Schwartz’s ambivalence, his frantic personality, and money difficulties made the Eliot book a near-impossible task. It was never finished, though Schwartz made many attempts, and it now survives in four disorganized folders in the Schwartz archive at Yale.

These folders contain several drafts of an introduction to the book, along with an aborted attempt at an entertaining anecdotal justification for writing the book and for Schwartz’s literary activities in general. This is the first time these pages have appeared in print. Also in the folders are many drafts of chapters on Eliot’s individual works—“Ash Wednesday,” “The Four Quartets”—as well as aspects of his style and innovations, with titles such as “Separation as A Subject” and “Manners and Morals as A Subject,” plus essays on Eliot’s dramatic works, criticism, and influence. There is even a complex attempt at understanding and almost forgiving Eliot’s anti-semitism.

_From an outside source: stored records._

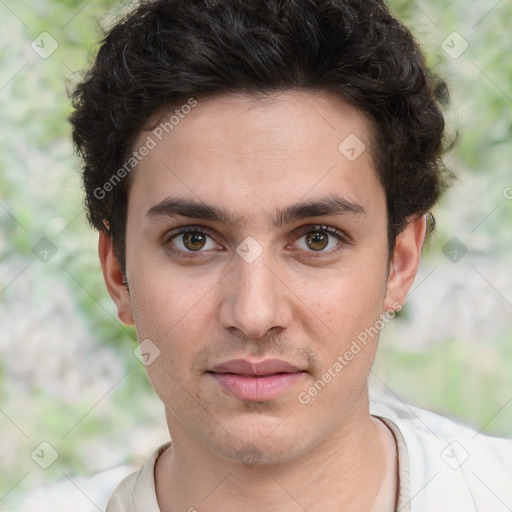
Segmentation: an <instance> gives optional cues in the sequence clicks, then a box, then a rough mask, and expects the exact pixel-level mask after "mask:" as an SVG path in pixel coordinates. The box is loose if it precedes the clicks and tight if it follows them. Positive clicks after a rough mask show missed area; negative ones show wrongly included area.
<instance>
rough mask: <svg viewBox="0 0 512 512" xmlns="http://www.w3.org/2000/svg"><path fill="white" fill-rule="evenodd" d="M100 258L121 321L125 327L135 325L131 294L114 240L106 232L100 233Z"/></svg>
mask: <svg viewBox="0 0 512 512" xmlns="http://www.w3.org/2000/svg"><path fill="white" fill-rule="evenodd" d="M98 256H99V258H100V263H101V270H102V272H103V279H104V280H105V285H106V287H107V290H108V293H109V295H110V297H111V298H112V300H113V301H114V304H115V305H116V308H117V316H118V317H119V320H121V322H123V323H124V324H125V325H133V323H134V322H133V315H132V310H131V302H130V294H129V291H128V288H127V285H126V281H125V276H124V275H123V272H122V270H121V265H120V263H119V260H118V259H117V256H116V255H115V253H114V247H113V245H112V239H111V238H110V236H109V234H108V233H107V232H106V231H100V236H99V241H98Z"/></svg>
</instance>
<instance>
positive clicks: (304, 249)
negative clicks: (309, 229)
mask: <svg viewBox="0 0 512 512" xmlns="http://www.w3.org/2000/svg"><path fill="white" fill-rule="evenodd" d="M340 242H341V237H340V235H339V234H338V233H337V232H336V231H335V230H333V229H329V228H316V229H310V230H309V231H307V232H306V233H304V234H303V235H302V236H301V237H300V238H299V239H298V240H297V242H295V244H296V246H298V247H299V249H302V250H305V251H314V252H328V251H329V250H331V249H334V248H335V247H337V246H338V245H339V244H340Z"/></svg>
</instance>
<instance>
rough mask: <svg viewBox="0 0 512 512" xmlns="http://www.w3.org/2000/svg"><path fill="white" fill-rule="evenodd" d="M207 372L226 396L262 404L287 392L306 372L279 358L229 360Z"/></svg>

Schwartz wanted to portray Eliot as the exemplary modern poet, the writer who actually brought on a new sense of the industrial world. Alas, he could not make it cohere. Nor could he even decide on a final form for the book, as various drafts indicate more or less formal and personal attempts at an overall scheme. A scholar might piece together a serviceable book from these folders, but it would probably offer little that other critics haven’t since said better.

What is most useful to readers now is the chance this writing offers to better understand Schwartz the thinker and critic and literary fan. In the pages that follow, we see a young poet grappling with the overpowering influence of his chosen master, layering his personal philosophy and sensibility into his reading of Eliot, who offered, Schwartz insisted, a new “sense of the actual.” Schwartz was increasingly tormented by his own shifting sense of actuality; what follows is one of his attempts at describing what seemed most true to him: literature.

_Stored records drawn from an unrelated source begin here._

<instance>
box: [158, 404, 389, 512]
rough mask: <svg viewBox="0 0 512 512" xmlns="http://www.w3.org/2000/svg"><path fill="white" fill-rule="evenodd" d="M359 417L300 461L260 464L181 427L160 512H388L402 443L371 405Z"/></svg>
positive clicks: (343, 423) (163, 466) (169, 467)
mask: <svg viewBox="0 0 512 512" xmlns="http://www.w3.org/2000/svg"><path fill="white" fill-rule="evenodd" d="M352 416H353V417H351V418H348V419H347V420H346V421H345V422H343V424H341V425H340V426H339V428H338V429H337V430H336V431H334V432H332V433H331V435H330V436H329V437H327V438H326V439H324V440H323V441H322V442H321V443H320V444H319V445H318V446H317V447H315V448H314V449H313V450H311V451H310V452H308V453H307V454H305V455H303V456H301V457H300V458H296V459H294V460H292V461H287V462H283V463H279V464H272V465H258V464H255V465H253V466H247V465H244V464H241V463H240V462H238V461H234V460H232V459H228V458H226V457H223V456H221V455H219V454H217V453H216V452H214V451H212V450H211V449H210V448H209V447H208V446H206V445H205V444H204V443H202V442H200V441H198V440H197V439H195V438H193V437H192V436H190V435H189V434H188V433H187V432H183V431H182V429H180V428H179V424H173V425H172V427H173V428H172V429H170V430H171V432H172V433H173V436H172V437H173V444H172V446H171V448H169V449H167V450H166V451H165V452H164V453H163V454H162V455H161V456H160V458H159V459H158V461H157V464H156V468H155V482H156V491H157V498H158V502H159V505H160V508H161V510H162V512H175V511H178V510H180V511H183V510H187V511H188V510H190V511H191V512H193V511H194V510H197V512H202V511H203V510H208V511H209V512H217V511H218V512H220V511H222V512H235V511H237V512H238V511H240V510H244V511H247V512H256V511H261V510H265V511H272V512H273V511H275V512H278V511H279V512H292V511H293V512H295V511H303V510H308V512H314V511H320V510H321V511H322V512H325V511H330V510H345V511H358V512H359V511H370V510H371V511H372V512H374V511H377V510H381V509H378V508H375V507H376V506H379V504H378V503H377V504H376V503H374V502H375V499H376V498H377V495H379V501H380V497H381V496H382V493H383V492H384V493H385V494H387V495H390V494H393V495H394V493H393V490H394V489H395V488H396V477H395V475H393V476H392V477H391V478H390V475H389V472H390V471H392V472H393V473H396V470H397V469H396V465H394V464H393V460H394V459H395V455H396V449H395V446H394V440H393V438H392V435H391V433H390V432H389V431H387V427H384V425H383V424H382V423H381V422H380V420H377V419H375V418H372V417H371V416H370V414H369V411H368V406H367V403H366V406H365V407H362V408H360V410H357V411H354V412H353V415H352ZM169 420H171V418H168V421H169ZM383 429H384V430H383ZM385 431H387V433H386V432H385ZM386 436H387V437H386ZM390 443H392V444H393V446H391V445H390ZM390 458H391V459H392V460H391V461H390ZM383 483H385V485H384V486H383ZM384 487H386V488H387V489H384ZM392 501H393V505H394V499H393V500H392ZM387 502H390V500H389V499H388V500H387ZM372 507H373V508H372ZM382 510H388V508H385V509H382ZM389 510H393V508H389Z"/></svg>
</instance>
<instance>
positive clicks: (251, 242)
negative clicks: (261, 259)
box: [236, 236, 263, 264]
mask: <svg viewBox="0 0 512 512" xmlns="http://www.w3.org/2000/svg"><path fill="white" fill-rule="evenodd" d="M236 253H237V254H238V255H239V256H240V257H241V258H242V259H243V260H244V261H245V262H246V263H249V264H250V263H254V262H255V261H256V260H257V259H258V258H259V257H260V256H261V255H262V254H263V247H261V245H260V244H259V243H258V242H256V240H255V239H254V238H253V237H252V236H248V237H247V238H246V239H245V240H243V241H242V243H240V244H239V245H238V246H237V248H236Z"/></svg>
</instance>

THE REASON FOR WRITING THIS BOOK

In 1937, I lived in a rooming house near Washington Square. Because I read late at night and because it was difficult for me to fall asleep, I slept every morning until noon. I wrote all afternoon and then in the evening I went to the pictures, often walking the two miles to Times Square in order to do so, and going through the dark garment district of that part of the city until I came to the crowds moving about under the garish brilliance of Broadway. After the picture was over and I had left the theatre with my customary sense of guilt at the waste of an evening, I returned to the room where I lived with my brother and for the first time during the whole day enjoyed a genuine human relationship. All that I had done in that respect during the earlier part of the day was to tell the waitress behind the counter what I wanted for lunch and communicate in like terms with the waiter in a restaurant when I had my dinner. But when I came back from the movie, my brother was usually there and in bed, reading a tabloid. He had read my mail, which usually concerned literary matters, and we discussed these letters briefly. Then he began each night to tell me what had happened during the day at the office where he worked, a business concern which marketed artificial flowers and made a good deal of money, but not enough, it seemed, to keep the four brothers and their brother-in-law who owned the business on good terms with each other. [I would try with all the will in me to listen to my brother’s stories, but they scarcely ever interested me very much, and so I would soon find myself turning the pages of my brother’s tabloid while he continued to talk, wholly unaware of my lack of interest. Then he went to sleep usually, unless he had found some novel among my new books which interested him, and I sighed to think how far apart we were, although we had been in the same house and slept in the same bedroom almost always from the day he had been born.] 1These thoughts preoccupied me for a few moments, and then I would begin to read, placing four or five books beside my bed because I never could bring myself to believe that any one book would interest me sufficiently.